Regular expression matching with re but not lex


I am trying to parse a file in order to reformat it. For this, I need to be able to distinguish between full line comments and end of line comments. I have been able to get lex to recognize full line comments properly, but am having issues with end of line comments.

For example: "a = 0; //This; works; fine" but "a = 0; //This, does; not;".

What confuses me the most is that re is able to recognise both comments without issue and yet lex can not.

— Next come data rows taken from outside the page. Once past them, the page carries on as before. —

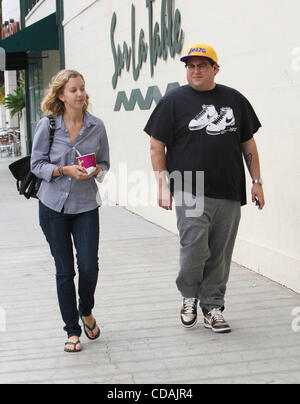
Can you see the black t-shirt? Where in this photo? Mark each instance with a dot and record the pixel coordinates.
(203, 131)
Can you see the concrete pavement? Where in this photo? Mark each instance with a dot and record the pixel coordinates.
(138, 310)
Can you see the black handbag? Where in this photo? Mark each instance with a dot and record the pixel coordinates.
(27, 183)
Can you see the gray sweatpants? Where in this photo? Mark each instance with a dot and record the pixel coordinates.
(206, 247)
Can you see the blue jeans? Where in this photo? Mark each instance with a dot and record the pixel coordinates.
(59, 229)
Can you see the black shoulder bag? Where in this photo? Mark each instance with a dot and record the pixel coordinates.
(27, 183)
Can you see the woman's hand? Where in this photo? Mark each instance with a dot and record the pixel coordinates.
(77, 172)
(80, 173)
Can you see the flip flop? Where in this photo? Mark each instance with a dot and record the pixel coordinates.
(74, 345)
(91, 329)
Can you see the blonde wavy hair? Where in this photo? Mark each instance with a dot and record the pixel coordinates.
(51, 104)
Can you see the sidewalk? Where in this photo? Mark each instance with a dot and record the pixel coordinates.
(138, 309)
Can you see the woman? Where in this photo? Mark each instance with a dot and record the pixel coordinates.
(69, 199)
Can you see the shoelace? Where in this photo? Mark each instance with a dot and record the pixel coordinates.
(219, 118)
(217, 316)
(201, 113)
(189, 305)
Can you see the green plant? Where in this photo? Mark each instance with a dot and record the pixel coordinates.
(15, 102)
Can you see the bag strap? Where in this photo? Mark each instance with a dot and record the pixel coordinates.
(52, 130)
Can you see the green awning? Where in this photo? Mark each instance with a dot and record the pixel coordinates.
(42, 35)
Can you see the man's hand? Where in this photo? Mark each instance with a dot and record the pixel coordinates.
(165, 199)
(258, 192)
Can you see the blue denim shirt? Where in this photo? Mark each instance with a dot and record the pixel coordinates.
(67, 192)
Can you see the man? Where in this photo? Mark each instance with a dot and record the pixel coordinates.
(205, 127)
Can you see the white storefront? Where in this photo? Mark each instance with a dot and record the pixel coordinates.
(258, 44)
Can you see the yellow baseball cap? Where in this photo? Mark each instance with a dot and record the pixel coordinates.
(201, 49)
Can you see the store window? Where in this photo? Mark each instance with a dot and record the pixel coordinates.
(36, 92)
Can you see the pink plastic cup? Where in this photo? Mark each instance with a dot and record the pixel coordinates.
(88, 162)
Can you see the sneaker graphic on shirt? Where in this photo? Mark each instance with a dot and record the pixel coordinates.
(223, 123)
(204, 118)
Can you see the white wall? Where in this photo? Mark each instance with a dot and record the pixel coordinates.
(41, 10)
(258, 45)
(10, 9)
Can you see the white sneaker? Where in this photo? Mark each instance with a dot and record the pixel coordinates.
(206, 116)
(223, 123)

Here is the relevant code (FL=full line, EL=end of line):

tokens = (
    'EQUAL',
    'SEMICOLON',
    'FL_COMMENT',
    'EL_COMMENT',
    'STRING'
)
t_EQUAL = r'='
t_SEMICOLON = r';'
def t_FL_COMMENT(t):
    r"""(^|\n)\s*(//|\#).*"""
    return t
def t_EL_COMMENT(t):
    r"""(?<=;)\s*(//|\#).*"""
    return t
def t_STRING(t):
    r"""(".*")|([a-zA-Z0-9\</][\w.\-\+/]*)"""
    return t
def t_newline(t):
    r"""\n"""
    t.lexer.lineno += len(t.value)
t_ignore = ' \t'
def t_error(t):
    print("Illegal character '%s' on line %d" % (t.value[0], t.lineno))
    t.lexer.skip(1)
def t_eof(t):
    return None

lexer = lex.lex()

lexer.input(file_contents)

for token in lexer:
    print(token)

Solution

  • Lex (including the Ply variety) builds lexical analysers, not regular expression searchers. Unlike a regular expression library, which generally attempts to scan the entire input to find a pattern, lex tries to decide what pattern matches at the current input point. It then advances the input to the point immediately following, and tries to find the matching pattern at that point. And so on. Every character in the text is contained in some matched token. (Although some tokens might be discarded.)

    You can actually take advantage of this fact to simplify your regular expressions. In this case, for example, since you can count on t_FL_COMMENT to match a comment which does occur at the beginning of a line, any other comment must be not at the start of a line. So no lookbehind is needed:

    def t_FL_COMMENT(t):
        r"""(^|\n)\s*(//|\#).*"""
        return t
    
    def t_EL_COMMENT(t):
        r"""(//|\#).*"""
        return t
    

    An alternative to (\n|^) is (?m)^ (which enables multiline mode so that the ^ can match right after a newline, as well as matching at the beginning of the string).